Une ligne de démarcation nette séparait autrefois deux classes antagonistes, la bourgeoisie capitaliste et le prolétariat révolutionnaire. Les positions de chacune étaient connues, la situation était claire : on était de l’un ou de l’autre côté de la barricade. Depuis la victoire de la contre-révolution stalinienne, depuis l’emprise des démagogues et des pipeurs de dés staliniens sur le mouvement ouvrier, une équivoque redoutable menace chaque jour davantage le sens qu’on s’entendait à donner aux mots : révolution et pacifisme. La classe qui devait être historiquement progressiste et dont le premier devoir était de conserver à ces deux mots de pacifisme et de révolution leur sens sacré, la classe ouvrière s’est laissé rouler, ficeler, engluer pour son malheur d’hier, d’aujourd’hui et probablement de demain par les pires ennemis qu’elle ait jamais eus. Je dis bien : les pires ennemis. Car ses ennemis traditionnels, traîneurs de sabre, patrons de combat et financiers, elle se souvient encore parfois qu’ils sont toujours là et un peu là, mais ceux qui la dupent avec une effronterie consommée et lui font prendre à longueur de journée des vessies pour des lanternes en se posant pour ses seuls et uniques émancipateurs, elle les ignore : ce sont ses chefs bien-aimés. Il reste que le spectacle qu’elle nous offre serait d’une bouffonnerie singulière s’il n’était d’abord tragique.
Révolution ! Pacifisme ! Il n’y a plus d’élan, de grandeur, de pureté dans ces mots-là. Les directeurs de conscience du prolétariat ont inventé des formules péremptoires, des slogans interchangeables, et les fidèles sont invités à les reprendre en chœur à la moindre occasion. Aujourd’hui, les derniers révolutionnaires et les derniers pacifistes marchent à tâtons dans le morne no man’s land qui sépare la citadelle capitaliste des bagnes totalitaires à l’entrée desquels flottent des bandes de calicot pseudo-socialistes, et comme il y a dix ans on nous demanda de choisir entre la guerre et le fascisme brun, dans quelque temps on nous priera de bien vouloir opter entre la guerre et le fascisme rouge, entre une nouvelle peste et un nouveau choléra.
Les intellectuels, s’ils ne hurlent pas avec les loups, se taisent, la plupart par frousse, et quelques-uns par désespoir. Il me souvient que, vers 1943, on avait fait demander à Ramuz s’il ne consentirait pas à parler, à élever la voix « au-dessus de la mêlée » pour en appeler à la race humaine de son indignité. « Pourquoi vouloir empêcher les hommes de s’exterminer s’ils y tiennent tant ? » répondit Ramuz. Oui, pourquoi ? Dans le fond, on se le demande ? Mais quel dégoût de l’époque dans cette réponse-là !
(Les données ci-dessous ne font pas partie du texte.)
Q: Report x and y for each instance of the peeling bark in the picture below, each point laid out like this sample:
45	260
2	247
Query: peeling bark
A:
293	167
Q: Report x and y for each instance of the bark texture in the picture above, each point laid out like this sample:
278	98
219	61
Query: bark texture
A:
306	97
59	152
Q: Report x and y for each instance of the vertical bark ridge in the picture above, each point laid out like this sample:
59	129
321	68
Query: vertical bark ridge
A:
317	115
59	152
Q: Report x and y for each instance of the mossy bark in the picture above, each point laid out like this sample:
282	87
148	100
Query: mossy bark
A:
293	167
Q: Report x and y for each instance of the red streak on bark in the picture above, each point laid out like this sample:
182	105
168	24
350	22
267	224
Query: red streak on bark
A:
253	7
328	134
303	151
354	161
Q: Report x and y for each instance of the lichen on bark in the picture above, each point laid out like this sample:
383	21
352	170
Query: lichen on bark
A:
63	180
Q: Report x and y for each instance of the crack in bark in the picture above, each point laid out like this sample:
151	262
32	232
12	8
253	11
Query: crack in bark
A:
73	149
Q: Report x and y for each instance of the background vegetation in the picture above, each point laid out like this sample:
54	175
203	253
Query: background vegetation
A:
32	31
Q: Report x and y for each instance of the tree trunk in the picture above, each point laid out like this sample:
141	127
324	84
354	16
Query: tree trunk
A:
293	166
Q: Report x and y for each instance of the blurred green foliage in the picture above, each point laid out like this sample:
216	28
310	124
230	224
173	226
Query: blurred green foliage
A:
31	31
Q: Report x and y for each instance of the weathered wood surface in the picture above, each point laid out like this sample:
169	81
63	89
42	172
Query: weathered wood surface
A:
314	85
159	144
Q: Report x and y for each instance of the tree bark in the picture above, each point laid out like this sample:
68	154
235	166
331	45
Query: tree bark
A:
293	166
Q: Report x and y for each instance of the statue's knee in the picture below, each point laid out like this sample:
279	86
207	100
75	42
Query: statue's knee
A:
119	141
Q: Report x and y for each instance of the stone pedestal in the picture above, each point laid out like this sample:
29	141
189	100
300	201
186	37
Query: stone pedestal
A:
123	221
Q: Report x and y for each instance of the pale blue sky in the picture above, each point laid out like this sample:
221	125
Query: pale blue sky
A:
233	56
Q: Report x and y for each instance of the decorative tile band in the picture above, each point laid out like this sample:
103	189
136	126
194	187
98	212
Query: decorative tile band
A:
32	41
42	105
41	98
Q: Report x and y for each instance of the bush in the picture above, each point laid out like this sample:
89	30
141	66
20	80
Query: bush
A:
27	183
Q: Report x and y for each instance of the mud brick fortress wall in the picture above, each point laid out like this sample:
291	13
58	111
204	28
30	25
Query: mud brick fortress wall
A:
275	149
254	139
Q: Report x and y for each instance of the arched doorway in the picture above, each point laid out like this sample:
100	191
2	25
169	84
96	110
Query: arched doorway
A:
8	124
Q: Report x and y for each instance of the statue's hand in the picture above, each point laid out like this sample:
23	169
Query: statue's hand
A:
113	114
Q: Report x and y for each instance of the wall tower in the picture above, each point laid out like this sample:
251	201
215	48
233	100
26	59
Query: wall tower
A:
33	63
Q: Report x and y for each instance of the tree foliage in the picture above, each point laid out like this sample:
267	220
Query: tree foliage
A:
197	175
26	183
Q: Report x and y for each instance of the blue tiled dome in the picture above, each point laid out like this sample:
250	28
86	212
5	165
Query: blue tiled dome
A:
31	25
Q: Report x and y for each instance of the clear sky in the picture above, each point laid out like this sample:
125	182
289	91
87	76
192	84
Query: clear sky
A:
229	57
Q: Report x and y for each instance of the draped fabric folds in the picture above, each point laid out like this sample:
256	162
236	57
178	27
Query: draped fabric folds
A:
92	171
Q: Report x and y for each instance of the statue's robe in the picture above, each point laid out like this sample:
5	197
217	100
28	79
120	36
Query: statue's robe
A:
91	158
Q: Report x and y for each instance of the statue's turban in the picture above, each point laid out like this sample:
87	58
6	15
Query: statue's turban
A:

Je crois avoir indiqué assez clairement les raisons essentielles qui m’obligent à faire preuve de bien peu d’optimisme envers l’avenir qui nous attend. Comme je voudrais me tromper ! Comme je voudrais que cet avenir m’inflige un démenti cinglant !
Et Garry Davis, et le mouvement qu’il a suscité ? va-t-on m’objecter ?
Ah ! bravo pour l’homme courageux qu’est Davis, bravo pour son geste ! Il est incontestable que le succès de sa tentative constitue une preuve qu’il y a malgré tout, par le monde, une masse importante de gens de bonne volonté venus de tous les horizons, masse angoissée et qui ne veut pas désespérer. Mais avoir une carte de citoyen du monde dans sa poche ne suffit pas…
D’autre part, je me demande si ce mouvement n’est pas près d’avorter dans l’œuf, car d’étranges personnages gravitent autour de Davis : Monclin l’a déjà signalé. En particulier, Vercors a fait paraître coup sur coup dans Peuple du Monde, « La page des citoyens du monde », deux articles qu’on me permettra de qualifier d’un peu raides. Vercors est pacifiste, sans l’être, tout en l’étant : « Pas de malentendus », dit-il. Là-dessus je reviendrai ou d’autres que moi reviendront ici. Mais ce que je puis dire aujourd’hui à cette place, c’est mon étonnement incommensurable de voir avec quelle légèreté, avec quel manque total d’informations, avec quel défaut d’objectivité on peut, dans une feuille qui se veut pacifiste, parler de l’attitude des hommes qui, avant 39, furent les seuls, vous entendez bien, Vercors, les seuls, à tenter de s’opposer au massacre.
Les seuls qui demain, si hélas mon pessimisme s’avérait fondé, s’opposeraient jusqu’au bout à la guerre, se refusant à hurler avec les loups.